Depuis lundi, à Gaza, les bombardements israéliens ont détruit ou sévèrement endommagé plus de 18 immeubles et 350 unités de logement, forçant ainsi le déplacement de quelque 500 familles.
« Sept ateliers, huit écoles et un centre de soins de santé ont également été endommagés par les frappes aériennes israéliennes et les tirs trop courts de certaines roquettes lancées par le Hamas »,
a rapporté jeudi l’organe de contrôle des Nations unies, l’OCHA.
« En outre, des dizaines de sites militaires, de bâtiments de la police et de la sécurité, ainsi que des zones ouvertes, ont été touchés, et le quartier général de la police à Gaza même a été détruit »,
a ajouté l’OCHA.
L’UNRWA, l’agence des Nations unies pour les réfugiés palestiniens, a déclaré qu’au moins quatre de ses bâtiments à Gaza avaient été touchés.
« On ne peut dire clairement si les bâtiments de l’UNRWA ont été touchés directement ou si les frappes étaient si proches que les bâtiments ont été impactés eux aussi. On rapporte que tout le personnel est sain et sauf »,
a déclaré l’agence.
La situation humanitaire déjà très pénible à Gaza a encore été exacerbée du fait qu’Israël a empêché toute entrée de carburant, de nourriture ou de fourniture de médicaments. La seule centrale électrique de Gaza va cesser de fonctionner à la fin de la semaine quand les réserves de carburant seront épuisées.
« L’usine de désalinisation de l’eau de mer du nord de Gaza a cessé de fonctionner en raison des risques pour les travailleurs et d’une ligne de fourniture de courant qui a été endommagée, ce qui affecte l’accès à l’eau potable pour quelque 250 000 personnes »,
affirme l’OCHA. Pendant ce temps, quelque 160 000 personnes à Gaza même n’ont qu’un accès limité à l’eau courante en raison des pannes de courant.

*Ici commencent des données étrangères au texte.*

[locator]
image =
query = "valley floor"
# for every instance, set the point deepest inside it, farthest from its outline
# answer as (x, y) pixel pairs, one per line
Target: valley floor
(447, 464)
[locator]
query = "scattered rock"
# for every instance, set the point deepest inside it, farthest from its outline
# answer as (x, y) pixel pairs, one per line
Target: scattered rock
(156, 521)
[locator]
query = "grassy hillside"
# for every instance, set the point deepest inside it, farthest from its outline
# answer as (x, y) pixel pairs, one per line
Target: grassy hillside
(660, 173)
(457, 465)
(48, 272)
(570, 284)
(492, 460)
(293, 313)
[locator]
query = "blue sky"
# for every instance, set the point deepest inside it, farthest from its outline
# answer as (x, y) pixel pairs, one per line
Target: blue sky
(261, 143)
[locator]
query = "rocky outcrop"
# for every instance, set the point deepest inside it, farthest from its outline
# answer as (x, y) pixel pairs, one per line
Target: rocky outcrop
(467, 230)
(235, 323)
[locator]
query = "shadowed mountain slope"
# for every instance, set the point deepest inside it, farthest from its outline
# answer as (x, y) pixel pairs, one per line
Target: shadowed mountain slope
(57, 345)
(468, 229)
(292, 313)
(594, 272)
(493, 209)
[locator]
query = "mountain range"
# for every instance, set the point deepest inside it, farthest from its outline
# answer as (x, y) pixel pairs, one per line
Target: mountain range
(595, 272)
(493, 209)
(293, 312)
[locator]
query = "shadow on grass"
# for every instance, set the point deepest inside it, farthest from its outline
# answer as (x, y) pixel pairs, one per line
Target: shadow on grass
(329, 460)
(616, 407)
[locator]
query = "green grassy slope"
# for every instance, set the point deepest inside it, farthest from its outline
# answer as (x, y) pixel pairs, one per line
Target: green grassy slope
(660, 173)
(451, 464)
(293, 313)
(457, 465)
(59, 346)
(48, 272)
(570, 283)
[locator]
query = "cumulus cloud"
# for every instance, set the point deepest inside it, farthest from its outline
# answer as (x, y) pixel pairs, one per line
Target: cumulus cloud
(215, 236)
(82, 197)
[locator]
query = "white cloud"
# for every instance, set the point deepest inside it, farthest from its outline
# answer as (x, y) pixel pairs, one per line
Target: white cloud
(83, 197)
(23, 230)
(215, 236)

« L’insécurité actuelle restreint considérablement la distribution des services essentiels, y compris la réponse en cours au Covid-19, vu que le nombre de tests s’est réduit de façon drastique et que les gens sont dans l’impossibilité d’accéder en toute sécurité aux centres de soins et de vaccination »,
a encore ajouté l’OCHA.
L’escalade militaire à grande échelle s’est produite après que, ce lundi, la police israélienne a pris d’assaut la mosquée Al-Aqsa à Jérusalem, au moment où elle était remplie de fidèles du Ramadan, dont des centaines ont ainsi été blessés. Cet événement succédait à des semaines de tension dans la ville et de protestations à propos des expulsions imminentes par la force de plusieurs familles palestiniennes du quartier de Sheikh Jarrah, afin de libérer de la place pour les colons juifs.
Ce vendredi matin, la possibilité d’un cessez-le-feu à Gaza ne s’est toujours pas manifestée à l’horizon.
Le président américain Joe Biden a donné sa bénédiction implicite au ciblage par Israël des tours résidentielles et autres infrastructures civiles de Gaza, disant aux journalistes qu’il n’avait pas remarqué d’« action significativement exagérée » de la part d’Israël.
L’administration Biden a déclaré qu’elle soutenait « le droit d’Israël à l’autodéfense », mais qu’elle ne considérait par contre pas les tirs de roquettes depuis Gaza comme des actes d’autodéfense.
Normalement, ce dimanche, le Conseil de sécurité des Nations unies est censé organiser une rencontre publique sur la détérioration de la situation.
Les États-Unis, qui fournissent chaque année pour 3,8 milliards de USD d’aide militaire à Israël, ont empêché le Conseil de sécurité de publier une déclaration sur l’escalade de la violence.